Why QAction is not adding to QMenu, if QMenu is unique_ptr?

2
votes

Code example:

auto fileMenu = std::make_unique<QMenu>(this->menuBar()->addMenu("First"));
fileMenu->addAction("AFirst");

auto x = this->menuBar()->addMenu("Second");
x->addAction("ASecond");

Results:

I have 2 menus in menubar, but in first menu - for some reason, there are NO actions. Second menu correctly has action.

I have tried different approaches, like, class-member pointers, and so on, but this is shortest possible example - QAction is missing, if QMenu is unique_ptr. Can anyone explain this for me? Parent window is QMainWindow, just in case.

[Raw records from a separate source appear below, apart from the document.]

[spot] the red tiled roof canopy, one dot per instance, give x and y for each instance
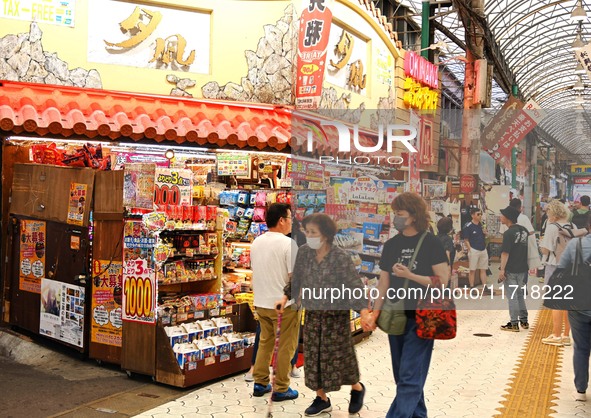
(60, 110)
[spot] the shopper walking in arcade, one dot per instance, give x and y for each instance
(552, 247)
(474, 238)
(272, 256)
(580, 322)
(330, 360)
(411, 355)
(513, 269)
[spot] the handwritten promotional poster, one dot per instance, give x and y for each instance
(107, 300)
(62, 312)
(32, 255)
(53, 12)
(173, 186)
(77, 205)
(139, 278)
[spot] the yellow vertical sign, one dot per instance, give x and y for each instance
(32, 255)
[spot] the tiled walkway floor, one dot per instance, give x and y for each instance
(468, 378)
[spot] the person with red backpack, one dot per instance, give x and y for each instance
(558, 233)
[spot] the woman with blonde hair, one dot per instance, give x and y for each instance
(557, 221)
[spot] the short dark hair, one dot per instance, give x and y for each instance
(516, 203)
(445, 225)
(327, 227)
(415, 206)
(275, 212)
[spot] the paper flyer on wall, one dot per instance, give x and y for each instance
(32, 255)
(62, 312)
(107, 294)
(77, 204)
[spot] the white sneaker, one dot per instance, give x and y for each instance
(552, 340)
(581, 397)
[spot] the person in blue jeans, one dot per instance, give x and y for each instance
(514, 268)
(295, 372)
(411, 355)
(580, 323)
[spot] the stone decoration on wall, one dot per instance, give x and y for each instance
(271, 69)
(386, 111)
(22, 58)
(182, 84)
(333, 106)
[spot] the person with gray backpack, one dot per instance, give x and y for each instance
(558, 234)
(580, 216)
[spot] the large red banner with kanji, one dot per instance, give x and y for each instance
(314, 30)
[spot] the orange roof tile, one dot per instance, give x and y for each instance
(57, 110)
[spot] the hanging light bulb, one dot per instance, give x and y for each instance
(578, 14)
(579, 85)
(578, 42)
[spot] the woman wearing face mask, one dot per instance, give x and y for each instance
(411, 355)
(324, 279)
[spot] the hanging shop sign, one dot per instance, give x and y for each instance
(580, 168)
(54, 12)
(584, 57)
(173, 186)
(148, 36)
(77, 204)
(581, 187)
(62, 312)
(522, 123)
(346, 60)
(32, 255)
(416, 96)
(138, 187)
(365, 189)
(233, 165)
(139, 278)
(500, 122)
(107, 299)
(421, 70)
(467, 183)
(300, 170)
(122, 159)
(313, 37)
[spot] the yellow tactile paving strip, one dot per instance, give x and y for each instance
(529, 393)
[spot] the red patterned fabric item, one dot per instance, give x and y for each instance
(436, 318)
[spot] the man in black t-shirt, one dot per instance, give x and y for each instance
(513, 270)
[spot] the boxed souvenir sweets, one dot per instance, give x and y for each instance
(177, 335)
(221, 344)
(372, 230)
(236, 341)
(208, 327)
(186, 353)
(224, 325)
(206, 347)
(193, 330)
(367, 266)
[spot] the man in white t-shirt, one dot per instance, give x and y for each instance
(272, 256)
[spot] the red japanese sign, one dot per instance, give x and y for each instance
(467, 183)
(315, 23)
(522, 124)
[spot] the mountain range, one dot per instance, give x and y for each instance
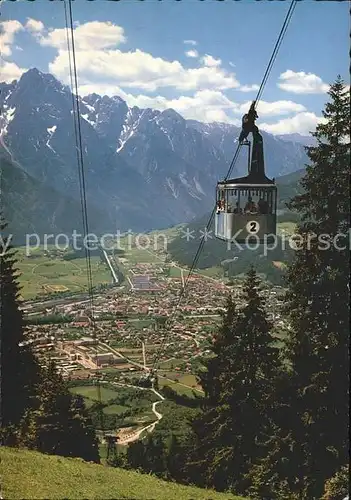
(143, 169)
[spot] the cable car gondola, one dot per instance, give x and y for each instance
(247, 206)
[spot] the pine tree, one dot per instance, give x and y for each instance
(59, 425)
(316, 426)
(235, 424)
(19, 370)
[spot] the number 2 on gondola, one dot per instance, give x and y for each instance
(252, 227)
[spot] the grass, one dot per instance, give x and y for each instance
(41, 273)
(90, 392)
(115, 409)
(32, 475)
(180, 389)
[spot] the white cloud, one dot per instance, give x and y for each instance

System info: Win8.1 x64, Compiler is VS2013, Qt 5.4 x32.

1
c++qt
Hmm. I expect using std::unique_ptr for this to lead to a double delete since Qt will delete the child when the parent goes out of scope.drescherjm
You shouldn't wrap the QMenu in a unique_ptr; it is already managed by the menu bar.Carlton
QAction is not wrapped, QMenu is wrapped here.Starl1ght
Sorry, corrected. I was looking at the other overload for addMenu in the documentation, the one that returns a QAction.Carlton
Did your std::unique_ptr fileMenu go out of scope? Perhaps your fileMenu is already freed however still connected to the parent and you are experiencing UB.drescherjm

1 Answers

4
votes

In this line:

auto fileMenu = std::make_unique<QMenu>(this->menuBar()->addMenu("First"));

fileMenu becomes a new QMenu object (using this constructor). It's quite the same as:

std::unique_ptr<QMenu> fileMenu(new QMenu(this->menuBar()->addMenu("First")));

Then, you add an QAction to this temporary, new menu.

In the second case:

auto x = this->menuBar()->addMenu("Second");
x->addAction("ASecond");

x become a pointer to existing menu. That's the difference.

Anyway, usually you shouldn't hold QObjects using std::unique_ptr. In Qt, there is a convention that you form a tree from QObjects by assigning parent to each of them. The parent deletes it's children recursively and you shouldn't manage them manually or you may cause double free in some specific cases.